York College Student Delegates Attend NYC Association of Black, Puerto Rican, and Asian Legislative Caucus

Fourteen York College Students traveled to Albany to lobby members of legislators on behalf of CUNY-Wide Issues. Photo Credit: Alexander Ciceron.


By Ashley Oliver

Fourteen York College student delegates and administration members traveled to Albany earlier this month to attend the New York State Association of Black, Puerto Rican and Asian Legislators’ 46th Annual Legislative Caucus Conference to lobby members of the legislature on behalf of CUNY-wide issues.

As part of their advocacy devoted specifically to York College, delegates also emphasized the need to allocate funds to the begin building the proposed Academic Village and Conference Center. In 2015 the New York State Budget granted York $30 million dollars in capital funding towards the building.

But York College President Marcia V. Keizs said although she is thankful for the support, it is not enough to fund the project.

“We need about $350 million dollars to start this project,” said Keizs. “I am delighted that the state legislature has supported this effort. But the company that is building this infrastructure needs a certain amount to start this for the students.”

Keizs added that the building will be an anticipated 162,180 gross square-feet, and will house York’s School of Business and Information Systems. She also promised that the building will host student affinity spaces, enrollment management offices and a state-of-the-art conference center that will be used by the college and local residents.

Delegates also pushed for increased funding for York’s Academic Building. The building requires a complete infrastructural overturn, according to some members of the Student Government Association.

Student Government President Rachelle Antoine said   some classrooms are furnished with dysfunctional and noisy air vents and ramshackle ceilings.

“York is a great school and it needs to look like a great school,” said Antoine. “If we can have a more revamped building, it will be a better learning environment for the students and faculty.”

Former York College student Trazana Phillips who also attended the caucus stressed the importance of renovating the building.

“When I went, which was about 20 years ago, the building looked way better than this and students still complained,” said Phillips. “So I can only imagine now how bad it may look to incoming students compared to other institutes. We are in 2017, and York gets the least amount of money in CUNY. The money should be granted. They’re asking for a building and some renovations not dorms like other colleges.”

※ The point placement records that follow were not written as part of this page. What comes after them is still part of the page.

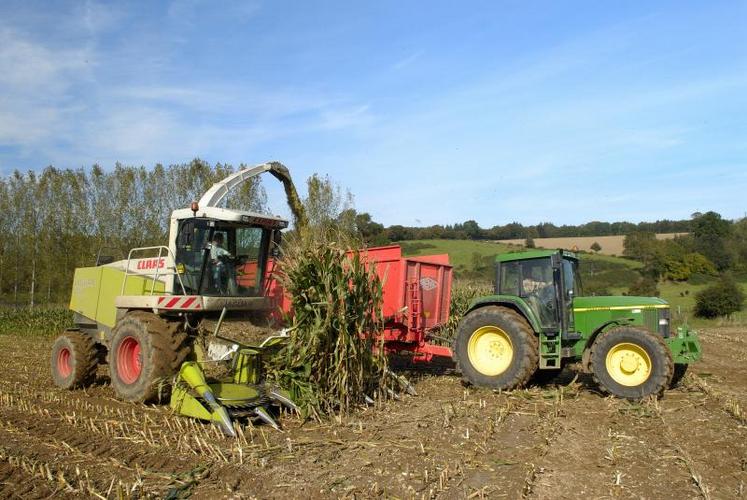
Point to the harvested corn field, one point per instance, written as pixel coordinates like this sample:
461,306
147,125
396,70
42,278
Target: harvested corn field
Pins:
563,441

Distinguished CUNY advocates attended the caucus, including former student Rachael G. Walton and New York State Senator, Leroy Comrie. Comrie and Walton have attended several rallies to fight against tuition hikes and other financial barriers that may negatively impact CUNY students.

Although York had the support of other delegates, New York State Assemblywoman Vivian Cook said York needs to focus on internal factors instead of a building.

“Before you guys come begging me for just $350 million, start begging the people you guys house in your school for more money,” said Cook. “York needs to start looking at the demographic first. Stop looking at long term goals and try to fix the short ones first. Start asking your parents to get more involved. Before having fancy, executive breakfasts, start thinking about how to save that to get the $350 million. Your president came to me last week asking for that pocket change, and I’ll tell her what I told you. No.”

Cook is referring to the trip President Keizs and Assistant Administrator Earl Simmons took to Albany on Valentine’s Day to advocate for the Academic Village.

While York delegates plan to return to the capital next month to lobby again, York Social Work major, Namou Sylla, said it is a waste of time.

“I know the speakers said we should fight until hell freezes over, but we seem to be frozen already,” said Sylla, who also attended the caucus.